WE can never be Christian Scientists until we know what and where God is; we cannot know man, we cannot know the true nature of ourselves, until we first know God. Our great need is to draw closer to God. The work, then, of the Christian Scientist is to seek to know and to express the nature, character, or qualities of Deity, and to reject as untrue or nonexistent all that is unlike Him. Life eternal is to know and to love God.
The Master's promise to the lawyer was that he should live by knowing and loving God supremely, and by expressing that knowledge and that love in his actions. If we would know man as he is, we must know God as He is; if we would know ourselves as God's children, we must first know God. And each of us must know God for himself. The utmost one individual can do for another is to reflect to him what he knows of God. By this it is not meant that we may not call upon each other for help in time of need, but that individual salvation from all error depends upon each individual's understanding the truth of all being for himself.
It is the nature of Deity, the nature of divine Principle, to reveal Himself to the honest, seeking heart.
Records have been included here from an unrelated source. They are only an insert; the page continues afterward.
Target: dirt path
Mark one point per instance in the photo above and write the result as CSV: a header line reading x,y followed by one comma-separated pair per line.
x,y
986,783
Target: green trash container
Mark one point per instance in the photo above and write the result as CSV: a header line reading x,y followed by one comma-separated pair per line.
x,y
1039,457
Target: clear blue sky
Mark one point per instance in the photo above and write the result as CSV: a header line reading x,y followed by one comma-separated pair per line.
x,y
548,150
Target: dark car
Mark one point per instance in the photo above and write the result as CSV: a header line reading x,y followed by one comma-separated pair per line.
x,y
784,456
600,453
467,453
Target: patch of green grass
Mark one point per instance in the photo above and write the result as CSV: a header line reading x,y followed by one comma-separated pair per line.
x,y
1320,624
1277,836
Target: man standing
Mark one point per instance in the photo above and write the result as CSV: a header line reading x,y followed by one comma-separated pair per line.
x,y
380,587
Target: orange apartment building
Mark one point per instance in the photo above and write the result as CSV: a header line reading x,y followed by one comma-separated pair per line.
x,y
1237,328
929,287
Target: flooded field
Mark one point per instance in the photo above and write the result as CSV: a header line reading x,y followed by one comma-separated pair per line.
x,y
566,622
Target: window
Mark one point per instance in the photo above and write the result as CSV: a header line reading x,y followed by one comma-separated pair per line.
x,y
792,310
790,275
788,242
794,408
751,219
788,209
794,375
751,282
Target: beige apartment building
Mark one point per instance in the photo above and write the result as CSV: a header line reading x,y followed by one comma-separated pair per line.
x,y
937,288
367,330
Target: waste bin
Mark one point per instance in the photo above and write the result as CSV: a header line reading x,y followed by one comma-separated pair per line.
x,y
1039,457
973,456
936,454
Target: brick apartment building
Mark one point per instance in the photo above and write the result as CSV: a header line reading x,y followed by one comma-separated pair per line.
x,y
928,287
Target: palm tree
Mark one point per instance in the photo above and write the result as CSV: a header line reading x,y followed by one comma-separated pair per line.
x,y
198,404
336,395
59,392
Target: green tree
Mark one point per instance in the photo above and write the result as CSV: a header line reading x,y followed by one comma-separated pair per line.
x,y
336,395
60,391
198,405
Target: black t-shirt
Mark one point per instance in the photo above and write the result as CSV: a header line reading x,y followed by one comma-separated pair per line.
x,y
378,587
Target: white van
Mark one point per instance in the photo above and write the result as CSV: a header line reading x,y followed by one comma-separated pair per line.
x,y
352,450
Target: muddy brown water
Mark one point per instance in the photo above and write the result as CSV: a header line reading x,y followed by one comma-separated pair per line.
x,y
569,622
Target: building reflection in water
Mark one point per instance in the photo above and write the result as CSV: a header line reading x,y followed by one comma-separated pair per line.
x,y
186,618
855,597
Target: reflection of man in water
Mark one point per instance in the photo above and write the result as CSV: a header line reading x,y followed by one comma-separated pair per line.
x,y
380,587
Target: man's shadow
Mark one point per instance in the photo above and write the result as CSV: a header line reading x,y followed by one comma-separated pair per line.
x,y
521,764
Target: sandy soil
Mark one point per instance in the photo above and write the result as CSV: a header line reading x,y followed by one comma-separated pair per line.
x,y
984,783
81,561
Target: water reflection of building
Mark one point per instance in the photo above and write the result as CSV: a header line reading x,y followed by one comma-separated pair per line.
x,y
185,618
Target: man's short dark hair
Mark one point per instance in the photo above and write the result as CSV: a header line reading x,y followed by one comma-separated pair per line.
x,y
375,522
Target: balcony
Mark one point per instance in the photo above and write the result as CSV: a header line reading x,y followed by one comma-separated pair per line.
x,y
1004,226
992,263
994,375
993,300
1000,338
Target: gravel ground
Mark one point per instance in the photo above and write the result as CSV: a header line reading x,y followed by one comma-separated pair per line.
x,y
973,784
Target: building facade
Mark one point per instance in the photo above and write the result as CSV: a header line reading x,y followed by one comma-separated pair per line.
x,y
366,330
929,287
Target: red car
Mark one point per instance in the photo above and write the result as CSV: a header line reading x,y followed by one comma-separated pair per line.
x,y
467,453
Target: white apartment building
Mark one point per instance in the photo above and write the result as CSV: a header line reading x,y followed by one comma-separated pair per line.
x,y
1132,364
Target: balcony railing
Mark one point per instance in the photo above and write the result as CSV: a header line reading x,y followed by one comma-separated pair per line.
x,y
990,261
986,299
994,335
Jesus said, "Seek, and ye shall find." God is always the same infinite, almighty, all-wise Principle. He is always present for each one of us to seek and to find, to understand and to demonstrate. How do we gain the knowledge of God? By giving earnest heed to holier and higher hopes, aspirations, and desires; for these in individual experience are evidence of the presence of "the Spirit of God" —the Spirit which is God—moving upon "the face of the waters" of each human consciousness, imparting the light of spiritual understanding and revealing man as the divine image and likeness.